Physical infrastructure aside, the allocation of airport slots to airlines is of crucial importance in these efforts. Slot allocation policy at global level – incorporated in the Worldwide Slot Guidelines – has been defined and administered by airlines and slot coordinators for more than 40 years.
This reflected the make-up of the industry when the guidelines were first set in 1974. Airports and airlines were predominantly state-owned, and slots were considered a public asset too.
In a similar fashion to the development of airline business models, however, airports have evolved over the years and now play a much more dynamic and business-focused role in the aviation industry.
They have, therefore, a legitimate interest in making sure airport slots are used in the most efficient way possible. According to IATA, there are as of summer 2019 already 204 Level 3, or slot-coordinated airports and 141 Level 2 airports (the lesser congested, schedule managed airports with some peak congestion).

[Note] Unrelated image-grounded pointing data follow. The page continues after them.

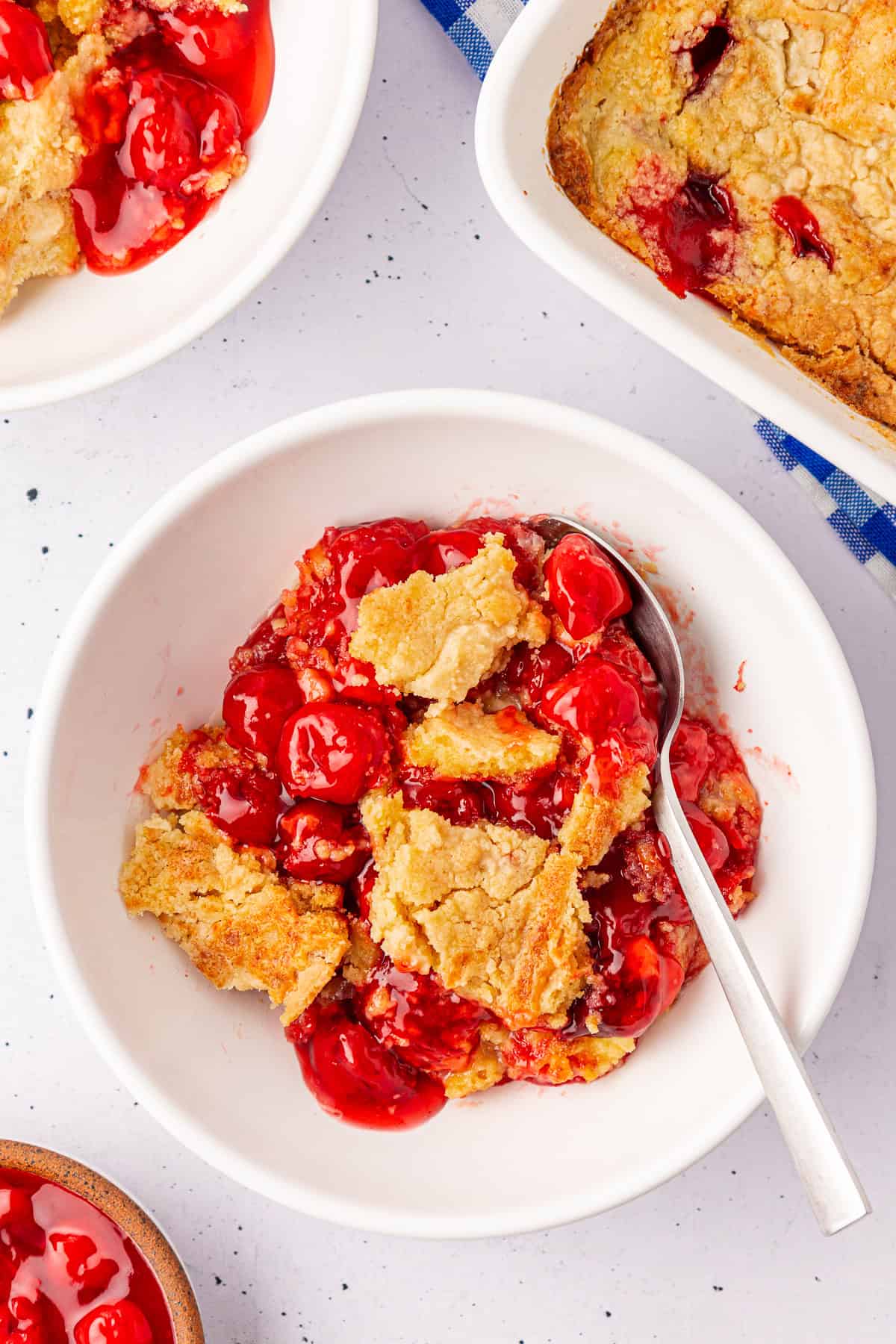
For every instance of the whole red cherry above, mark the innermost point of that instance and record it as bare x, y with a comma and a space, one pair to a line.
119, 1323
246, 806
647, 983
585, 586
161, 141
319, 841
603, 705
26, 60
257, 705
355, 1078
332, 752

These numbers are expected to continue to grow in the future. IATA forecasts there could be 100 more coordinated airports in the next 10 years.
Since this situation clearly requires unprecedented levels of infrastructure development, the optimal use of existing resource is imperative.

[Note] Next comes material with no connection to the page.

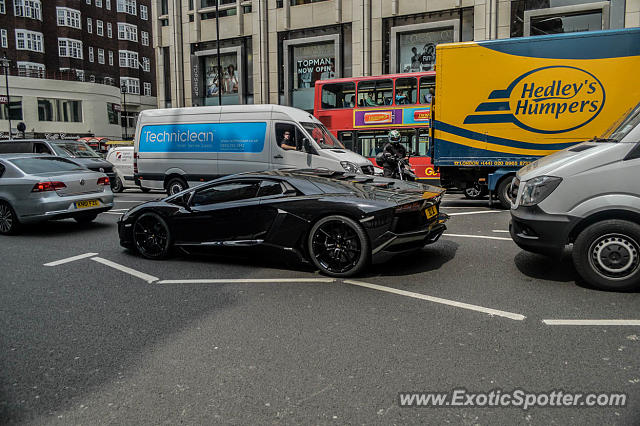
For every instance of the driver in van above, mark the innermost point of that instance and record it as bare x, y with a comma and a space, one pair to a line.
286, 142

This has been the driver of a reform of the governance of the Worldwide Slot Guidelines. These will soon be renamed Worldwide Airport Slot Guidelines (WASG) and will serve as a minimum common denominator for the aviation stakeholders to allocate airport slots.

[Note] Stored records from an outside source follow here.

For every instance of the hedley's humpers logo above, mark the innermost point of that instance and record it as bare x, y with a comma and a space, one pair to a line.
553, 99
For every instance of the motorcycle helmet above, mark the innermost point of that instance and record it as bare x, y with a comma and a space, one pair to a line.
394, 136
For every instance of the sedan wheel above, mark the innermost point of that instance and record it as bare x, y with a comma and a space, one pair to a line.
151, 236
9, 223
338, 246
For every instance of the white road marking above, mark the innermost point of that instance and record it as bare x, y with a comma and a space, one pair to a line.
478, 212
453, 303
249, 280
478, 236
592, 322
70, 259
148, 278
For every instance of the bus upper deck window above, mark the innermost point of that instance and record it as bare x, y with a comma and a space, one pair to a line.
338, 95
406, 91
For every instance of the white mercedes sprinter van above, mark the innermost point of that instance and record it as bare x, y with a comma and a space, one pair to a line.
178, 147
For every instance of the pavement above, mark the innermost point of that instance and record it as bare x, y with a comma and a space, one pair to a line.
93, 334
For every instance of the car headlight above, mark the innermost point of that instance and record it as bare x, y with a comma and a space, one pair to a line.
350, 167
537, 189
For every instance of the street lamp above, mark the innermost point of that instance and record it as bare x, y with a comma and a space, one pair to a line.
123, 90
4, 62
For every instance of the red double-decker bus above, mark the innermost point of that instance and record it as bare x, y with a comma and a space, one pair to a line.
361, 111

I was pleased to co-sign this reform with IATA director general Alexandre de Juniac and the WWACG chairman Eric Herbane on 3 June in Seoul and I look forward to it being announced to states during the 40th ICAO Assembly in Montreal.
This new agreement on airport slots will have a transformative effect on a crucial component of the air transport industry and is a result of close collaboration between ACI and its global partners, IATA and the WWACG.
Our joint ambition is that the industry will be able to upgrade further the current slot allocation system and explore alternative methods to allocate slots through a permanent and equal dialogue between airports, airlines and slot coordinators.
Any future strategic reform led by the aviation industry will be based on a new set of objectives which give equal weight to the interests of airlines and airports so airport slots can be allocated to serve the consumer.
This change in perspective will help us to identify the most appropriate tools and procedures to ensure slots are allocated in a way that benefits all parties, especially the travelling public.
The new governance also states that, although the policies, principles and processes outlined in the WASG are intended as best practice for worldwide application, the aviation industry acknowledges that states – and/or regions – may establish their own regulations governing some of these issues.
In such cases, consultation and collaboration within the aviation industry to ensure that regulations meet their specific circumstances is envisaged.
As we begin this new era, there are several areas that will require further analysis, including specific criteria for super-congested airports, reviewing the minimum length of slot series, or introducing new or additional slot allocation criteria to promote more effective competition, for instance.
I look forward to ACI working with its global partners to explore these and many other topics as we seek common ground and solutions. Working in a collaborative way will ensure these new procedures will work for the travelling public and the aviation community at large".